Democrats in the Senate are proposing a one-year extension of Bush-era tax rates, which are set to expire at the end of the year, with a $200,000 cutoff for individuals and $250,000 for couples, according to reports.
The decision by Senate Democrats to move forward with a proposal similar to President Obama, who has called for extending the Bush era-rates for families making $250,000 or less intensifies the tax fight ahead of the November elections.
This week, President Obama launched efforts to push lawmakers to extend the lower rates for middle class families, while allowing taxes to rise on others.
Republicans, however, are unlikely to heed those calls and have insisted on extending the Bush rates across all income brackets.
The GOP House is expected to vote on a one-year extension of all Bush-era tax rates before they break for the August recess.
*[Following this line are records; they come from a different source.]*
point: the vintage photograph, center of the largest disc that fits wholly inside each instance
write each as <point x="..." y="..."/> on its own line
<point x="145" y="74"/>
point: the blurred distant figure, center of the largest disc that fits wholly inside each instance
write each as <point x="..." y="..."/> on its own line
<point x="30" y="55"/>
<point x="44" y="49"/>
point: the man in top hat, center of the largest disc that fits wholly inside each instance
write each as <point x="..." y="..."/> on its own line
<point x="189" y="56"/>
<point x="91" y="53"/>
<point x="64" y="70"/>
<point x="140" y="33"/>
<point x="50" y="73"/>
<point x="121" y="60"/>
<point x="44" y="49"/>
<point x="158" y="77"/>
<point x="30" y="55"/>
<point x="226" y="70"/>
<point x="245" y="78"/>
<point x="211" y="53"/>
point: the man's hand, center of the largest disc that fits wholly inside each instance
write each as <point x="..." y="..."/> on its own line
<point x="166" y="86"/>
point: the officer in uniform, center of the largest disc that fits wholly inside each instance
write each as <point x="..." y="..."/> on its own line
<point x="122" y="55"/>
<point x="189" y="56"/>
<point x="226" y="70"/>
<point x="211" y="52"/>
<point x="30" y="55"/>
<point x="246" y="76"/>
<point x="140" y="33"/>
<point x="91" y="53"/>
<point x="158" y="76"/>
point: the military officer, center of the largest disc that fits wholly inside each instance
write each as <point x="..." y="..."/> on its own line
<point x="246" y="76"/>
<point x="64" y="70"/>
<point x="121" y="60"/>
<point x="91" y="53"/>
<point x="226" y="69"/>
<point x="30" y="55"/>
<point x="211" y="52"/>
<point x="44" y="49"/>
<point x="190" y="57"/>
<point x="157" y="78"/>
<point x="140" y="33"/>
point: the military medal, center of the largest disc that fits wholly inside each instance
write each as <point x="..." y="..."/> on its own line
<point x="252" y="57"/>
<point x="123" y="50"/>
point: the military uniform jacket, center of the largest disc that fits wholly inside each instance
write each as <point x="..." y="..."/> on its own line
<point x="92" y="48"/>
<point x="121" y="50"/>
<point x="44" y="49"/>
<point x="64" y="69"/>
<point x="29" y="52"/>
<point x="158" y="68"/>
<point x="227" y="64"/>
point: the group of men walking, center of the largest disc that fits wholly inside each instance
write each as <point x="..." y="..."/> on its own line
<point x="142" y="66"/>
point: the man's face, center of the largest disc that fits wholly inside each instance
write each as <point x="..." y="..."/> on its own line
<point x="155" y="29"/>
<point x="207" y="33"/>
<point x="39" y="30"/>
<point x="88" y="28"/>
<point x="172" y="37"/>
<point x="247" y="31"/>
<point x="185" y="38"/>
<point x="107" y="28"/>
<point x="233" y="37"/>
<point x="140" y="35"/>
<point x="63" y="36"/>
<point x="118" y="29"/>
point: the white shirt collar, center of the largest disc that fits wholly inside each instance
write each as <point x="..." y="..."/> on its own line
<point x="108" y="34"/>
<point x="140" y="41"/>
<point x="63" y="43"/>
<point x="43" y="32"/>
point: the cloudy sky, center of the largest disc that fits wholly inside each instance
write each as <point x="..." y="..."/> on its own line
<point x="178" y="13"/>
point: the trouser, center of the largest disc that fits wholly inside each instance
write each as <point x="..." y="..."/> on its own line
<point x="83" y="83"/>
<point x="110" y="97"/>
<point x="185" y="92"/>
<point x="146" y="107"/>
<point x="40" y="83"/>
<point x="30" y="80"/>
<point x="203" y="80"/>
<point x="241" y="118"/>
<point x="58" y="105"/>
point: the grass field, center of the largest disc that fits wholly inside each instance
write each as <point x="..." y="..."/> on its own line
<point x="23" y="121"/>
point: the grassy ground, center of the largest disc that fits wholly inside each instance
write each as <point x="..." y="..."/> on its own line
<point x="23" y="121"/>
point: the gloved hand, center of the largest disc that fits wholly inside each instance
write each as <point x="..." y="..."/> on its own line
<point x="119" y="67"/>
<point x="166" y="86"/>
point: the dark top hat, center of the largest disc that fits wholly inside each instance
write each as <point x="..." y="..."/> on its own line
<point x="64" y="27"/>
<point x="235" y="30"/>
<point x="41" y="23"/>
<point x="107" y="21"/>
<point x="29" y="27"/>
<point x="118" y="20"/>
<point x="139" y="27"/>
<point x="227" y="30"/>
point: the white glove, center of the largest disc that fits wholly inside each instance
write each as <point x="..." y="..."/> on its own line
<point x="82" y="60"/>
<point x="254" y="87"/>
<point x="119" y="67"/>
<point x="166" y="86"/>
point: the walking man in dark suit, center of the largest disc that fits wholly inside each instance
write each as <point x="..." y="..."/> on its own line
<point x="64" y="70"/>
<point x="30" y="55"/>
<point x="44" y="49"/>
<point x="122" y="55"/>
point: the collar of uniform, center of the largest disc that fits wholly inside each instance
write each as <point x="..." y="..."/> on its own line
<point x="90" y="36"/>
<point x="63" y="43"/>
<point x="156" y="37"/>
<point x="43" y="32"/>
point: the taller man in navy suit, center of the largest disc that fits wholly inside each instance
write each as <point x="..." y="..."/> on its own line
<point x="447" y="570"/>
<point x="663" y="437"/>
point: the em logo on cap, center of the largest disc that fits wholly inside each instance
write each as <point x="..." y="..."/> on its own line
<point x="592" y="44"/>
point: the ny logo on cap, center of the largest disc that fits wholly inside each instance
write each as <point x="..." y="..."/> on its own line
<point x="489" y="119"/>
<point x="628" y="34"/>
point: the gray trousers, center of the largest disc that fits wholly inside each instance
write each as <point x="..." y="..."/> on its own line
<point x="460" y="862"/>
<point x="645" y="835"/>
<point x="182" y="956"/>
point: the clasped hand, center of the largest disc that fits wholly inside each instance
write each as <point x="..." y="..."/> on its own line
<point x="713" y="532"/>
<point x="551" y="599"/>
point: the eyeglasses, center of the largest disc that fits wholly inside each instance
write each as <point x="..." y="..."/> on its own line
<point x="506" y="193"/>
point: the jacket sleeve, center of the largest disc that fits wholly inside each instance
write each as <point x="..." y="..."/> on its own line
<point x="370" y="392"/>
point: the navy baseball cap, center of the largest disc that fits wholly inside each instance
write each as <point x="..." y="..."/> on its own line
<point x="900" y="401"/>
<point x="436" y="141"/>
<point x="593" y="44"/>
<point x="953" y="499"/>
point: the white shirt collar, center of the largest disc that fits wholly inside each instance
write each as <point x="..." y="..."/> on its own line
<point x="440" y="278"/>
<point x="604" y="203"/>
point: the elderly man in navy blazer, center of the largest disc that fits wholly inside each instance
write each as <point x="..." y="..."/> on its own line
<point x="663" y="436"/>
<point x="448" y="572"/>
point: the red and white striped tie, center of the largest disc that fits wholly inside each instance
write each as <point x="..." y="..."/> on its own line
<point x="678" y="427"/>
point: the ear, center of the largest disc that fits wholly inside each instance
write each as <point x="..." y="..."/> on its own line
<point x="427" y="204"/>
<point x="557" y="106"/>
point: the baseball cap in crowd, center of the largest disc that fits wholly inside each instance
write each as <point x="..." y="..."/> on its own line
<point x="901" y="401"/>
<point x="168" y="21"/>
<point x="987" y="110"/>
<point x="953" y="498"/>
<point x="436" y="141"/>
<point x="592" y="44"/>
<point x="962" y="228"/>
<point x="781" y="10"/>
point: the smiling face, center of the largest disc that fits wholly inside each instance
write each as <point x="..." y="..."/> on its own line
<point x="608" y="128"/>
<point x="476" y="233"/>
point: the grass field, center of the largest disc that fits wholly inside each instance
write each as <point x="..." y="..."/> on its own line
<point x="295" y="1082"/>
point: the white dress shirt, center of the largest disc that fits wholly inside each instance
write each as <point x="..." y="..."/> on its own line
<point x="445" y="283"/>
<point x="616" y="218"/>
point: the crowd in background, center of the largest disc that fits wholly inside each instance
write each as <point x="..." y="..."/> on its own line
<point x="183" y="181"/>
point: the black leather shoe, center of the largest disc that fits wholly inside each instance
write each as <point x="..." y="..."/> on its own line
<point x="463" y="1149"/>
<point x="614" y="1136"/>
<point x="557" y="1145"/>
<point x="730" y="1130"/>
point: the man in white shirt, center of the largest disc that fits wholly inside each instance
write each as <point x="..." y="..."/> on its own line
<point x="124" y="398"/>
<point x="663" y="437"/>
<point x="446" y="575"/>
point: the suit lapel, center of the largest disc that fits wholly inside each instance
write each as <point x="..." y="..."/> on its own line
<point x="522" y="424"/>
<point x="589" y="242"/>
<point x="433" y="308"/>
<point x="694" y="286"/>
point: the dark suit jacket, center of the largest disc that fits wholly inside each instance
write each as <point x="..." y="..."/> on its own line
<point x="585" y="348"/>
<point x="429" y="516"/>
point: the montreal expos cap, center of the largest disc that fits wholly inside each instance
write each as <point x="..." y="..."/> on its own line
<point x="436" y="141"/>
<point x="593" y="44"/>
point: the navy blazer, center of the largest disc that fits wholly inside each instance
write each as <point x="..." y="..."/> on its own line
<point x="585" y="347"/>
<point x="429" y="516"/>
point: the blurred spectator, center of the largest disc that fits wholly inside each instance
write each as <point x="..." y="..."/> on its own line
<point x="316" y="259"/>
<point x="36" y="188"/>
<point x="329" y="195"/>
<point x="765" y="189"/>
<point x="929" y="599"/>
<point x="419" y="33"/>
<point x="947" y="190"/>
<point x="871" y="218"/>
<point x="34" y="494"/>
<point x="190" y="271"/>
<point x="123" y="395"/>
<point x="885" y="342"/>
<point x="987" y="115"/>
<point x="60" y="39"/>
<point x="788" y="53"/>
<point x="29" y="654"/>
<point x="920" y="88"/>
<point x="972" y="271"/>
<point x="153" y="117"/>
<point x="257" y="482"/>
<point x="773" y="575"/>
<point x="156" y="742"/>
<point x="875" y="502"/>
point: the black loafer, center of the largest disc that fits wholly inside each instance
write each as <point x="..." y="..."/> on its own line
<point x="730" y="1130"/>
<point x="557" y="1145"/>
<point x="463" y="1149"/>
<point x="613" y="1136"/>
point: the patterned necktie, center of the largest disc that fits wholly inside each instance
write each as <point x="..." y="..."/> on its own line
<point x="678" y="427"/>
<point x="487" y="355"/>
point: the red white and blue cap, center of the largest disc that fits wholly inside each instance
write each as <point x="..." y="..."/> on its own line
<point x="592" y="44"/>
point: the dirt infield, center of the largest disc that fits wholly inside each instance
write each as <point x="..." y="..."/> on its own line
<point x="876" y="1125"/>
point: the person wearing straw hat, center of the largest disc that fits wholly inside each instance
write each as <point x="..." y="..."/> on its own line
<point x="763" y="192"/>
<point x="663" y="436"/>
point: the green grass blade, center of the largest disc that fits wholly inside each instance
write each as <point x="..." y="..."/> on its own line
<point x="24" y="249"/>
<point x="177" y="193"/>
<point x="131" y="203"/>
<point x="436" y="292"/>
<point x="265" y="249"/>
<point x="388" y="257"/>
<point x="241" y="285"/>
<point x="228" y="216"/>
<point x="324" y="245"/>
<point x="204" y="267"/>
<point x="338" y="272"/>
Republican leaders in both the House and Senate have also considered including provisions which could force Congress to take up comprehensive tax reform in 2013.
Earlier this week, White House press secretary Jay Carney, however, said Obama would veto any bill that extended the rates for all.
Republicans have criticized Democrats’ proposals as a tax hike that would stem hiring in a time of stubbornly high unemployment.
In his weekly address this week, Obama dismissed the GOP's contention as "more top-down economics.
"Under my plan, 98 percent of American families won’t see their income taxes go up at all," Obama said. "But the other 2 percent of Americans will have to pay a little more in taxes on anything they make over $250,000."
The Senate proposal could be voted on as early as the week of July 23, according to Politico, which first reported the measure.